An old rowing boat high and dry on the beach at Barra

Decades ahead of his time…he saw trawling as a threat to sustainability.

Change can be painfully slow. This week the Scottish Government condemned the waste that endangers recovery of cod in the North Sea: a third of fish caught are thrown back dead according to Richard Lochhead, Scotland’s Fisheries Secretary.  Almost 80 years ago John was campaigning for sustainable fishery in Scottish waters.

The visionary Sea League was founded by Comptom Mackenzie and John Campbell on the island of Barra.  Their tactics are a model of progressive campaigning.

Without benefit of Twitter or Facebook Campbell and Mackenzie set about gaining the unanimous support of island fishing communities.  While Richard Lochead enters a new round of negotiations between EU and North Sea fishing nations, it is worth looking back at the aims and strategy of the Sea League.

Barra fisherman worked the inshore waters of the Minch by drift netting and long-lining – traditional, low intensity forms of fishing suitable to small sailing or low-powered boats. Their vessels were no match for steam trawlers from English parts dragging huge nets along the seabed on the way home from Icelandic fishing grounds. They took large quantities of fish, and the work of the Barra fish processors too.

Technically the law forbade trawling within three miles of the coast but it was not enforced. Mackenzie was incensed when he witnessed an English steamer working a mile offshore while a fisher protection cruiser carrying a government minister was anchored in Castlebay and did nothing. He sent a  telegram to the prime minister but received a noncommittal reply from 10 Downing Street and decided to take action himself. On 20 December 1933, Mackenzie formed the Sea League with himself as chairman and John as one of the secretaries. They produced a leaflet in Gaelic and English and distributed it around the island.  They wanted:

  1. A protected zone closed to trawlers for the benefit of fishermen from Barra Head to Tiree and the Butt of Lewis to Cape Wrath
  2. Increased penalties for illegal trawling and more effective policing of inshore waters
  3. Fines for illegal trawling to compensate and finance fisherman who wanted to start inshore fishing

The two men were amazed to discover that legislation from 1895 provided protection for local fishermen and covered waters up to 14 miles from the coast.  In England a dozen protected fishery districts had been established from Cornwall to the Scottish border but there were none in Scotland.  They began a petition to Inverness-shire county council to set up such districts.

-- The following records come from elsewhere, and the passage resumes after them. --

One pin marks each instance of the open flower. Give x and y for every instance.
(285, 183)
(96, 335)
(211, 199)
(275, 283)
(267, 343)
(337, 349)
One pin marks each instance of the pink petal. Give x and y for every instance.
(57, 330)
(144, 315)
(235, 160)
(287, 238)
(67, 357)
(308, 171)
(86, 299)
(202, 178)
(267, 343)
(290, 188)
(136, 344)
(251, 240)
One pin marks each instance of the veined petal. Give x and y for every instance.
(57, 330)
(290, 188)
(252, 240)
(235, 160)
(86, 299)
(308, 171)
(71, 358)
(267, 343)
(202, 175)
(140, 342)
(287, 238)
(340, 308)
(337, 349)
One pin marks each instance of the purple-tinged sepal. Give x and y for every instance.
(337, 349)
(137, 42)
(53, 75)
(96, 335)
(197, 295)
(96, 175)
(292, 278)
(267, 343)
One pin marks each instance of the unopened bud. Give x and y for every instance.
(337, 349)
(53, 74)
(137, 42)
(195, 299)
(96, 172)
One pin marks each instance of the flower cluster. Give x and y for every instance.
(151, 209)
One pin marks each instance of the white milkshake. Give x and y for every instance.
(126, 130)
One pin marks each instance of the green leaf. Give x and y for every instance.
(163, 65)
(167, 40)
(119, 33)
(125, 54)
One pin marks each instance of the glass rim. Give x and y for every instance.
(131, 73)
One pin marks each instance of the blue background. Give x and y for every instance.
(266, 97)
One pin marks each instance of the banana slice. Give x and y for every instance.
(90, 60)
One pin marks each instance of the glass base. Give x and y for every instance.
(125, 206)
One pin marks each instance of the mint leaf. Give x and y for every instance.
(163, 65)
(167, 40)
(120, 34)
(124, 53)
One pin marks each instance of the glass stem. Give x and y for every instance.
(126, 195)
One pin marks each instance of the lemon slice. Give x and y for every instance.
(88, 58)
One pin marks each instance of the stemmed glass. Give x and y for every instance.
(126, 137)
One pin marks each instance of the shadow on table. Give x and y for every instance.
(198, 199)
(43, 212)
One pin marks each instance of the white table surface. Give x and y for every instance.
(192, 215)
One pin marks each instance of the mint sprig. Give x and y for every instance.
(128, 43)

Mackenzie and Campbell toured Barra and neighbouring islands of Eriskay and South Uist. When everyone who caught, bought or sold fish signed the petition they went further, to Benbecula, North Uist and Scalpay and received equally unanimous support. The movement caught the imagination of the islands. On the mainland however progress was slower.

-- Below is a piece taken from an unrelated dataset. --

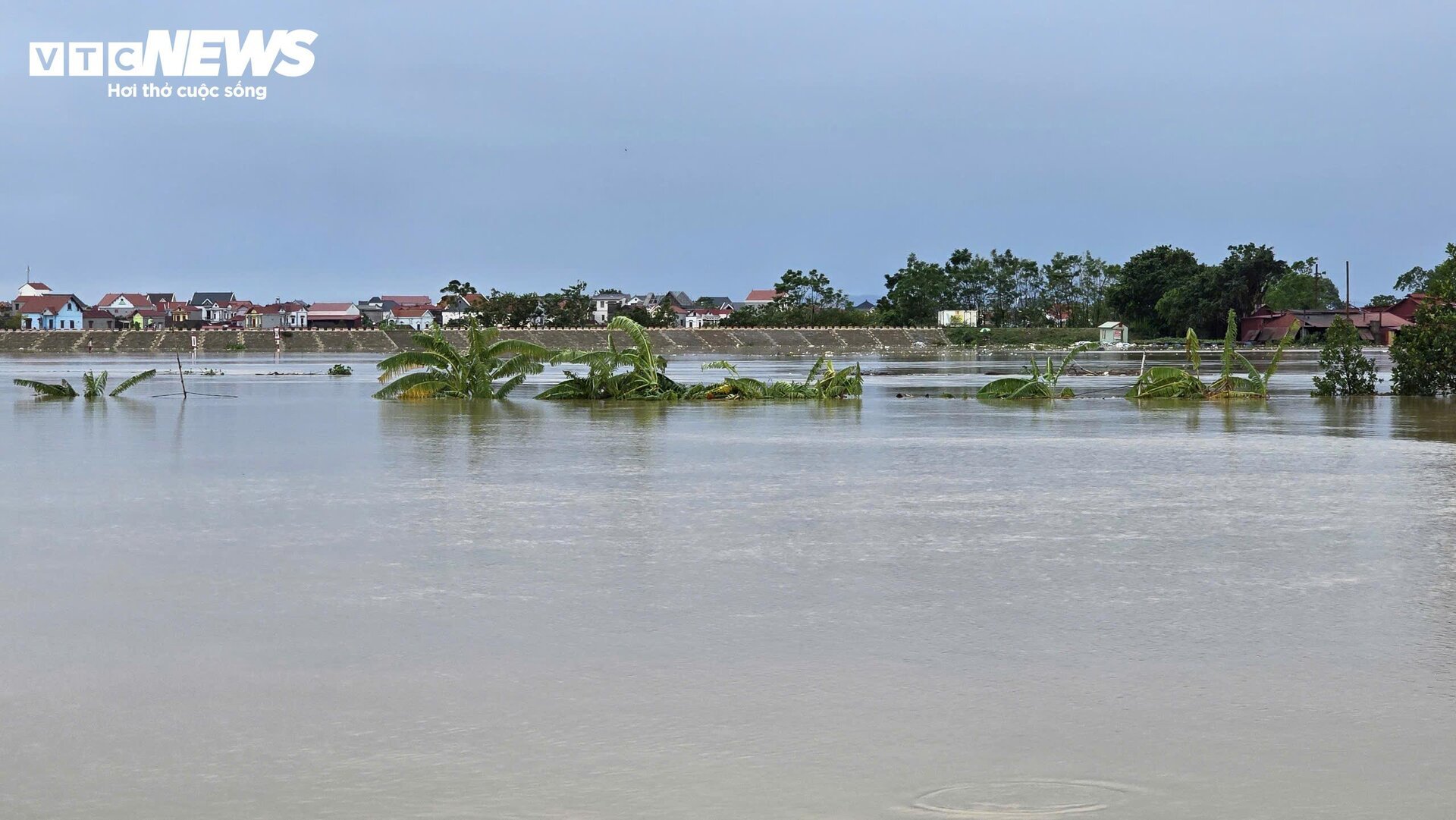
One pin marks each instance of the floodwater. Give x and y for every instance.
(305, 603)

It was 1964 before a fishery limit was established. John wrote to Mackenzie, ‘31 years almost to the day after the first Sea League meeting at Castlebay our policy had been put into effect – at least one if not two generations too late.’

He wrote later, ‘I have never been more thoroughly convinced of the justice of any cause than I was of the Sea League.’ Decades ahead of his time he also saw trawling as a threat to sustainability. Local boats using traditional methods had been fishing the Minch for countless generations. Industrial fishing was to virtually exhaust the fishery in two generations.

The 2010 Scottish Marine Act is an opportunity to protect a precious and fragile environment. But campaigners need the energy, vision and determination of John Campbell.